The plastic surgeon hasn’t been born, nor the fairground mirror built, that could make them ringers. Yet the more you are exposed to the transatlantic double act of Donald Trump and Jeremy Corbyn, the more they begin to resemble Bizarro World reflections of each other.
Some of the more familiar similarities include the skilful harnessing of their bases’ rage against the status quo to power them to insurgent victories. In geopolitical terms, each is pro-Russia and anti-Nato, anti-globalisation and protectionist. Personally, meanwhile, they are a touch brittle when challenged by the media they innately distrust.

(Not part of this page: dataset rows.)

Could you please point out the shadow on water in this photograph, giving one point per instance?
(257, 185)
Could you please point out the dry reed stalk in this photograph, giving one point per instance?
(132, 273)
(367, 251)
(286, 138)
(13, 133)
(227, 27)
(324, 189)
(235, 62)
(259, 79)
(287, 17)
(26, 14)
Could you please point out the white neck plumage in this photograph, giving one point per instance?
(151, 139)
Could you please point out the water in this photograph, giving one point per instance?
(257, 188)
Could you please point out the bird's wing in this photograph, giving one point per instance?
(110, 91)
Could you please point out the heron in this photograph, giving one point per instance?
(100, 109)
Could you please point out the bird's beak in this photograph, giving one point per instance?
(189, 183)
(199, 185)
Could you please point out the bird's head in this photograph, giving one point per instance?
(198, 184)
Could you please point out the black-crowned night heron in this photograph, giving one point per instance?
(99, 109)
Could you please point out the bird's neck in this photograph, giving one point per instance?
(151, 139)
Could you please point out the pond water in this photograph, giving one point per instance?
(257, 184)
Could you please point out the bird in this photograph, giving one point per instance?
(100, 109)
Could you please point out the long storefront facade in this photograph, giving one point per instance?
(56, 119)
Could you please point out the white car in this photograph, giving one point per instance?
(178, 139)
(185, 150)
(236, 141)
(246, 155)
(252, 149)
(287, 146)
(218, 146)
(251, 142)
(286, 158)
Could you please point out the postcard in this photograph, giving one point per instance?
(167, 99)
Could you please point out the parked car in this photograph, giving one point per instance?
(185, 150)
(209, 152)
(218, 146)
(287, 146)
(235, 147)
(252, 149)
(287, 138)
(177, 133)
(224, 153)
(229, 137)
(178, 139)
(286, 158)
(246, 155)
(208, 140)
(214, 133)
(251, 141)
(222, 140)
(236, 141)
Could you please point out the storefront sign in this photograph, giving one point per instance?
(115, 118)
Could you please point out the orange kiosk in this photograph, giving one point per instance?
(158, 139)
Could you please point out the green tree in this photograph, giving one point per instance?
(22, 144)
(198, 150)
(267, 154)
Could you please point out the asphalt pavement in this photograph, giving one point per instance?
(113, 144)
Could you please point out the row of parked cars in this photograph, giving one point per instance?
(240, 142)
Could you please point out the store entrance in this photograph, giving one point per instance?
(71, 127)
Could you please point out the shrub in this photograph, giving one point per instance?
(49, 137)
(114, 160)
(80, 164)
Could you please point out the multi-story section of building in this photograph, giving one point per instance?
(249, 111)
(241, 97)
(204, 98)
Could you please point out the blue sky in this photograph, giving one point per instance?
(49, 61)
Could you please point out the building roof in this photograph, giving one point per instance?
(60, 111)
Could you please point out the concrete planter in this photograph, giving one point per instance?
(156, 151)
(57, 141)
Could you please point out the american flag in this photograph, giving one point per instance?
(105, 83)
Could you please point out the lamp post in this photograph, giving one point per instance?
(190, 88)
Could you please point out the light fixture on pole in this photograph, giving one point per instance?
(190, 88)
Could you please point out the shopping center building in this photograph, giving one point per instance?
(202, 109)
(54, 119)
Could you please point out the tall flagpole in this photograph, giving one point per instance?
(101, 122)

There are also distinctions, of course. The Washington carnivore in the White House is itching to fire a nuclear warhead, while the Islington herbivore never would. So far as decency, honesty, skin tone, hand size and anything else of a vaguely non-political nature goes, they could hardly be more different. You can no more easily picture Corbyn grabbing a woman down there, than Trump boiling up a vat of damson jam. Beyond being thrice married, currently to a foreigner, they may have literally nothing in common.
But diametrically opposite characters can be flip sides of the same political coin, and recent events crystallise the similarity which may explain why each was always doomed to fail.
It is not the shared accusation about tolerating anti-Semitism, or being leadership amateurs who stagger about in a fog of chaos. Nor is it that Trump’s inability to hire or retain key staff echoes the zany game of shadow Cabinet musical chairs over which Corbyn has expertly presided.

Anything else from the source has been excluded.